The final round of that particular bout came with nine seconds remaining. The combatants, surprise, were Brown and Stevens. In addition to a five-minute major for fighting, Brown received a game misconduct—his fourth game misconduct of the season, which carried with it a two-game suspension. Predictably, that suspension sent the Flyer brass into high dudgeon; it was their contention that Stevens, not Brown, had started the fracas. How? By razzing Philly's Peter Zezel. "If you swear at me, who's the instigator of the fight if I hit you?" asks Flyer G.M. Bobby Clarke. That gives you a fair idea of the mentality we're dealing with here.
Brown, the latest in a long line of Broad Street Bullies, is a candid person. The NHL may pretend that fighting is the "spontaneous combat which comes out of the frustrations of the game"—which is how Ziegler has defined hockey's fisticuffs—but Brown makes no such highfalutin claims. "Sometimes when you're losing or your team is fiat, you need to rough it up a bit to give the other team a message," Brown explains. " 'Hey, we're still here. We're coming back at you.' Or sometimes you have to fight to keep your team from going flat. You've got to learn how to read a game. I'd like to think I helped our team win some games because I did rough it up a few times." Count on it, Brownie.
"It's a tough job," the 23-year-old Brown continues. He goes 6'5", 205 pounds and has been in 20 fights this season, or 3.3 for every goal he has scored. On the other hand, Mike Bossy of the New York Islanders has scored 40 goals and has no fights; in fact, Bossy has spent only two minutes in the penalty box all season. "Any tough guy in the league can be beaten on any night," Brown says. "But I'm doing what I love to do. You couldn't go out every night and do it if you didn't love it. Nobody thought I'd ever amount to anything as a hockey player. I never skated well. Even in the AHL I couldn't skate. But I started making teams because I could fight. That's how I made it this far."
No one will dispute Brown's self-evaluation. "The players know how they got to the NHL and how they're going to stay," says Clarke.
And how many of those fights are of the spontaneous variety that springs out of the "frustrations" of the game? Let Brown tell it: "I don't know if I ever really get all that mad. You have to have a clear head when you fight. You don't want to be swinging wildly. You try to aim at the nose or the chin, some place where, if you land one, it'll cause damage. Broken nose, broken jaw—that's the quickest way to get the point across. There's no sense getting into a fight if you're not trying to hurt them."
It's a simple enough concept: When you throw a punch at someone, you intend to cause injury. Well, boys will be boys. How many times have you heard the argument that no one has ever been seriously hurt in a hockey fight? Separated shoulders and broken knuckles, noses, teeth and jaws don't count.
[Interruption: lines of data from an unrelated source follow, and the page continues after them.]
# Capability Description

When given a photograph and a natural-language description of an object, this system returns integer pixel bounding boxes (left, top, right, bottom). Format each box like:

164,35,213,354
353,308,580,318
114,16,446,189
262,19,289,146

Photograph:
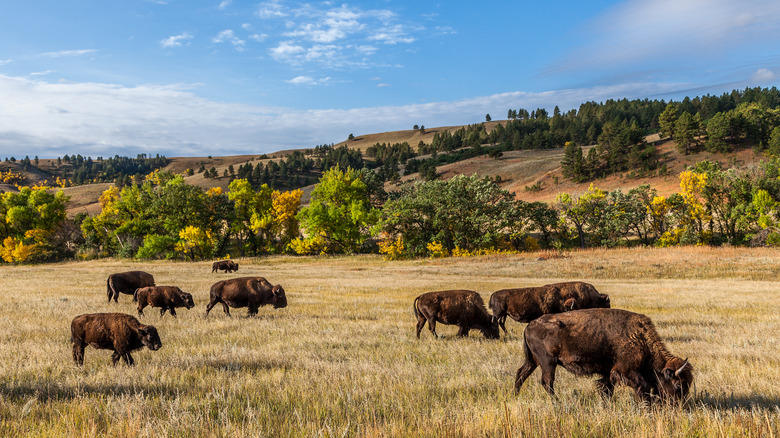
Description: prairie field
0,247,780,437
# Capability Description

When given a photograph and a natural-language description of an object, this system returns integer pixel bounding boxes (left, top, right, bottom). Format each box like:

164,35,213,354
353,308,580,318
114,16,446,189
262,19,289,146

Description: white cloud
750,68,777,85
286,76,330,85
256,1,424,68
160,32,194,49
39,49,97,58
0,75,724,157
255,1,289,19
211,29,246,51
548,0,780,76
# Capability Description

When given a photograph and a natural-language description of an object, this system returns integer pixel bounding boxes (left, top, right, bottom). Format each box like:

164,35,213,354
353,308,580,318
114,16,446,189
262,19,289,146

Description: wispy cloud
211,29,246,51
255,1,424,68
286,76,330,85
39,49,97,58
160,32,194,49
0,75,736,157
545,0,780,84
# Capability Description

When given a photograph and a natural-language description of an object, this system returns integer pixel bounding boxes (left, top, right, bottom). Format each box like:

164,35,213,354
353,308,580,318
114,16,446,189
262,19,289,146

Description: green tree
298,167,379,253
658,103,678,137
674,112,699,155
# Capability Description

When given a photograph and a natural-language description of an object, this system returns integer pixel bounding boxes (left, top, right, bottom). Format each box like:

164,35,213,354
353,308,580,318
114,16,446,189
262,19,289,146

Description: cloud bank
0,75,716,158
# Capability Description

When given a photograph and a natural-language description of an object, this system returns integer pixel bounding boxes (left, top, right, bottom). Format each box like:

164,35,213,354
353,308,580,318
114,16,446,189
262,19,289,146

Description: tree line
0,158,780,263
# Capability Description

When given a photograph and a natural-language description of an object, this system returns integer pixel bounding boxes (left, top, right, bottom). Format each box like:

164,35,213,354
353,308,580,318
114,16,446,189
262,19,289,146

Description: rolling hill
0,121,764,216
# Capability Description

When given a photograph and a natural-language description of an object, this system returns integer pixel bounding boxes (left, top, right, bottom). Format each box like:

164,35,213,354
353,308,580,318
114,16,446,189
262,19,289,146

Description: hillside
0,121,763,216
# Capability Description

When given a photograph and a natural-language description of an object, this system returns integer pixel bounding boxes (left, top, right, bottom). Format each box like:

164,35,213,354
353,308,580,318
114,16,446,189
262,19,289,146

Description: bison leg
596,376,615,398
515,357,536,394
609,368,650,403
73,339,87,365
428,318,439,338
498,315,507,333
417,313,425,339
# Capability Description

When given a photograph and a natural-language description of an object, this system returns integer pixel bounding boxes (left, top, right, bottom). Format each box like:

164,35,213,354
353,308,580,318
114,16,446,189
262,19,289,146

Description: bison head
179,291,195,309
658,357,693,402
138,325,162,350
271,284,287,309
480,318,501,339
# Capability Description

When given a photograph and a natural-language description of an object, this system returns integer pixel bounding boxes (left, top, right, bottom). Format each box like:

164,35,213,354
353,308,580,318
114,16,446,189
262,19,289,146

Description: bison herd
413,281,693,402
71,260,693,408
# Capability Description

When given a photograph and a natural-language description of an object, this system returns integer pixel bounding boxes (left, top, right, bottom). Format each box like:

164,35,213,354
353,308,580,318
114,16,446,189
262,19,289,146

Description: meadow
0,247,780,437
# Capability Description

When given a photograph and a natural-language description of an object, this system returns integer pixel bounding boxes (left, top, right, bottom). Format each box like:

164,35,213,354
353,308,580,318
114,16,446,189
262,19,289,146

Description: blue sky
0,0,780,158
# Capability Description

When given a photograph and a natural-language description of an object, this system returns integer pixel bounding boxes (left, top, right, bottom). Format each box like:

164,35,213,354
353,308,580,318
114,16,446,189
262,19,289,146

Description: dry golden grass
0,248,780,437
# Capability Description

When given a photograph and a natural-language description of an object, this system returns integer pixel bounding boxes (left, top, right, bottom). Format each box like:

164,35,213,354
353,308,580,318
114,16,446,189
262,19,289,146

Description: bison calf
515,309,693,402
211,260,238,272
133,286,195,318
490,281,610,332
413,290,499,339
106,271,154,303
70,313,162,365
206,277,287,317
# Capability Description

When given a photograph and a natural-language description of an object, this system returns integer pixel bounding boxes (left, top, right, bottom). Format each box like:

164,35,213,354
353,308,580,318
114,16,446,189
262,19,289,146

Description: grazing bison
106,271,154,303
206,277,287,317
211,260,238,272
490,281,609,332
515,309,693,402
413,290,499,339
133,286,195,318
70,313,162,365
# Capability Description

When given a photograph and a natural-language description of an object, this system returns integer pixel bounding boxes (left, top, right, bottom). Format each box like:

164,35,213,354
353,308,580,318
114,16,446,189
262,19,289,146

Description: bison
413,290,499,339
133,286,195,318
70,313,162,366
515,309,693,402
106,271,154,303
490,281,610,332
211,260,238,272
206,277,287,317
Otherwise the league would have to enforce its own Rule 44 (a): "A match penalty [ejection from the game without an immediate replacement on the ice] shall be imposed on any player who deliberately attempts to injure an opponent...."
The rule does not specify how one attempts to injure. So why is a guy like Brown allowed to try to flatten a beak with a fist but not, say, with a wrench?